Rinse the chickpeas and pat them dry. In a bowl, toss the chickpeas, chopped red bell pepper (cut into strips), sliced zucchini, and red onion wedges with 1 teaspoon of olive oil, salt, and pepper.
Spread the seasoned vegetables and chickpeas evenly on the prepared sheet pan. Roast in the oven for 15-20 minutes or until the vegetables are slightly tender and beginning to char at the edges.
While the vegetables roast, in a separate bowl whisk together the 3 whole eggs and 2 egg whites until well combined. Stir in the fresh spinach and crumbled feta cheese. Season with a pinch of salt and pepper.

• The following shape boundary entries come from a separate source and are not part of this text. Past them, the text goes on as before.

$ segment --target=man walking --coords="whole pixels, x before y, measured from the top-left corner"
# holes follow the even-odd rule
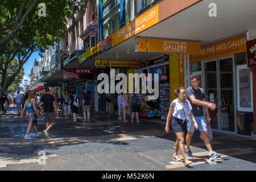
[[[19,115],[20,115],[20,109],[22,105],[22,96],[19,93],[19,91],[17,91],[17,94],[15,97],[16,107],[17,107],[17,111]]]
[[[90,105],[92,104],[92,96],[87,89],[85,89],[82,97],[82,113],[84,114],[83,122],[90,122]],[[86,120],[87,113],[87,120]]]
[[[209,159],[212,160],[217,158],[219,155],[217,154],[212,150],[212,145],[210,144],[208,135],[206,122],[210,122],[208,108],[214,110],[216,109],[216,105],[213,102],[209,102],[205,101],[204,89],[198,87],[199,84],[199,77],[197,75],[191,75],[189,79],[192,86],[187,89],[186,94],[188,98],[188,100],[191,104],[193,114],[196,122],[197,122],[199,130],[203,136],[205,146],[209,151],[210,156]],[[204,107],[207,115],[206,122],[204,116],[203,106]],[[195,157],[191,152],[190,144],[191,143],[191,138],[195,131],[195,126],[194,122],[190,118],[188,118],[187,119],[187,130],[188,134],[187,135],[186,138],[187,152],[186,155],[188,159],[193,159]]]
[[[140,123],[141,122],[139,121],[139,112],[142,97],[141,94],[139,93],[136,92],[136,88],[135,89],[135,92],[130,95],[129,100],[129,106],[131,105],[131,122],[133,122],[134,115],[136,114],[137,123]]]
[[[42,96],[40,100],[40,102],[43,104],[44,109],[43,112],[46,123],[46,130],[44,130],[43,133],[47,138],[51,138],[52,136],[49,134],[49,130],[56,124],[55,114],[54,110],[56,111],[56,115],[59,115],[57,107],[55,102],[55,99],[53,96],[49,94],[49,88],[47,87],[45,89],[46,94]],[[42,109],[41,104],[39,104],[39,107]]]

Once the roasted vegetables and chickpeas are ready, remove the pan from the oven. Create small wells in the vegetables and gently pour the egg mixture over the pan, trying to distribute it evenly.
Return the sheet pan to the oven and bake for an additional 10-12 minutes, or until the eggs are set and slightly golden around the edges.
Remove from the oven, slice into portions, and serve warm. Enjoy your nutrient-packed, roasted vegetable and egg frittata!